This cross-sectional study presents data from a national survey of COVID-19 knowledge, beliefs, and behavior among adult residents of the US between March 29 to April 13, 2020.
The survey included 5198 US adults. Findings reveal gaps in reported incidence of COVID-19 and knowledge regarding its spread and symptoms and social distancing behavior. Specifically:
- The survey respondents were mean [SD] age, 48  years; 2336 men [45%]; 3759 white [72%], 830 [16%] African American, and 609 [12%] Hispanic
- The largest differences in COVID-19-related knowledge and behaviors were associated with race/ethnicity, sex, and age, with African American participants, men, and people younger than 55 years showing less knowledge than other groups
- African American respondents were 3.5 percentage points (95% CI, 1.5 to 5.5 percentage points; P = .001) more likely than white respondents to report being infected with COVID-19, as were men compared with women (3.2 percentage points; 95% CI, 2.0 to 4.4 percentage points; P < .001)

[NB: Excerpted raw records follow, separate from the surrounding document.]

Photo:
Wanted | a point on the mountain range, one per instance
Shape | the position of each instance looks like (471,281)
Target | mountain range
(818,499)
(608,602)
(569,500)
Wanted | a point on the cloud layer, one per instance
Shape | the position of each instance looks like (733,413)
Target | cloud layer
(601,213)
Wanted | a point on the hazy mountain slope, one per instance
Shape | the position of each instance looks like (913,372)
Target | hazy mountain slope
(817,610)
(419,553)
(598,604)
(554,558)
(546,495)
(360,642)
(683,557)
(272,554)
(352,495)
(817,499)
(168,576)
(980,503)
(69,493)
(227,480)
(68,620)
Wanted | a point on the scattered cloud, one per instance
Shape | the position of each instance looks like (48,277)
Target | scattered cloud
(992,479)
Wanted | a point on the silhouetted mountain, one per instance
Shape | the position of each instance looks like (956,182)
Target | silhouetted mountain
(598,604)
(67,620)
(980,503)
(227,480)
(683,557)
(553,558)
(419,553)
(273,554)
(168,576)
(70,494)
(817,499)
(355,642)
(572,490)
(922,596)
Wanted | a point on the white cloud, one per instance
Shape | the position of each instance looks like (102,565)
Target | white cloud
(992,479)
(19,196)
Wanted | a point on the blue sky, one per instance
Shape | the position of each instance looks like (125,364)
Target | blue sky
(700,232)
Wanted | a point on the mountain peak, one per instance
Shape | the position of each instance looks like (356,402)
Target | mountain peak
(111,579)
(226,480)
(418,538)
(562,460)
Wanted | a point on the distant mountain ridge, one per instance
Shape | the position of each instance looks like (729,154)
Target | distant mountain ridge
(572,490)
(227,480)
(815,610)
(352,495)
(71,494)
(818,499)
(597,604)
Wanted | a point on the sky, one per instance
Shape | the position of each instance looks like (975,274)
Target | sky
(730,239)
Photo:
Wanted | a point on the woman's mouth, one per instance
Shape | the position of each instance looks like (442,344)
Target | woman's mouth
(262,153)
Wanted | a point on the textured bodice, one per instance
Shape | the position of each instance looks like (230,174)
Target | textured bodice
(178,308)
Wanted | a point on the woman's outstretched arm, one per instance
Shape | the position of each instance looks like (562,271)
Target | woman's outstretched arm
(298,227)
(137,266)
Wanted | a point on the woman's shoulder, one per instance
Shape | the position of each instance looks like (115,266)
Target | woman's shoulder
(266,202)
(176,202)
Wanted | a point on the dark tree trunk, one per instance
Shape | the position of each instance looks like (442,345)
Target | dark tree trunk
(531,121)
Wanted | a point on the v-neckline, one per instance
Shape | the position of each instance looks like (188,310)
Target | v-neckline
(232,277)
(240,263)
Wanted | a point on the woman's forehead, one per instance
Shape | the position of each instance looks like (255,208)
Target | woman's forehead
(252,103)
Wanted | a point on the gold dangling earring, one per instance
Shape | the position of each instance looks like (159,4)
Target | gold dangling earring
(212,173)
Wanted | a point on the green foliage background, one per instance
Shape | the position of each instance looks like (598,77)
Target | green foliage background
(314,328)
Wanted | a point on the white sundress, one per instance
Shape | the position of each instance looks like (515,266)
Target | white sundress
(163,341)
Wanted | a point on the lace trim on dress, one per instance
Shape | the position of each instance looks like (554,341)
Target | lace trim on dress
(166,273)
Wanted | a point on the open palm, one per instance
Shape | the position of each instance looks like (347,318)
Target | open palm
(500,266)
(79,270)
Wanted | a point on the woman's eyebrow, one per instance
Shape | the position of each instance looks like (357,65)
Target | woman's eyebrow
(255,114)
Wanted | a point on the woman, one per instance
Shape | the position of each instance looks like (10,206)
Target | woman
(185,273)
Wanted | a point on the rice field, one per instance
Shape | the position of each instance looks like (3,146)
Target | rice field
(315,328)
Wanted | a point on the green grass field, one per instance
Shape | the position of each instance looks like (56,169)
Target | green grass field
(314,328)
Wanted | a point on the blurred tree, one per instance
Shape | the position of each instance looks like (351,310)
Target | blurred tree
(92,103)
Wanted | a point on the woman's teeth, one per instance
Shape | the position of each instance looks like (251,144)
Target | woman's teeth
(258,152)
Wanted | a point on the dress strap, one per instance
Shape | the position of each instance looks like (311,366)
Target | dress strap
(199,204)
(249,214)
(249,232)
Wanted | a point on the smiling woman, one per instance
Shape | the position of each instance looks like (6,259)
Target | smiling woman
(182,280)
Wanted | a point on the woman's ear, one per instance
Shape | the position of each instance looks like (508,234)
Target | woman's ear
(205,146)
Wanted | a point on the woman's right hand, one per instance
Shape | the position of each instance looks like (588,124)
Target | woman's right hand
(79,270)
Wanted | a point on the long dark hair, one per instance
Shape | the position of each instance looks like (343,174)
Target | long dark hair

- Knowing someone who tested positive for COVID-19 was more common among African American respondents (7.2 percentage points; 95% CI, 3.4 to 10.9 percentage points; P < .001), people younger than 30 years (11.6 percentage points; 95% CI, 7.5 to 15.7 percentage points; P < .001), and people with higher incomes (coefficient on earning ≥$100 000, 12.3 percentage points; 95% CI, 8.7 to 15.8 percentage points; P < .001)
- Knowledge of potential fomite spread was lower among African American respondents (-9.4 percentage points; 95% CI, -13.1 to -5.7 percentage points; P < .001), Hispanic respondents (-4.8 percentage points; 95% CI, -8.9 to -0.77 percentage points; P = .02), and people younger than 30 years (-10.3 percentage points; 95% CI, -14.1 to -6.5 percentage points; P < .001)
- Similar gaps were found with respect to knowledge of COVID-19 symptoms and preventive behaviors
Findings suggest that more effort is needed to increase accurate information and encourage appropriate behaviors among minority communities, men, and younger people.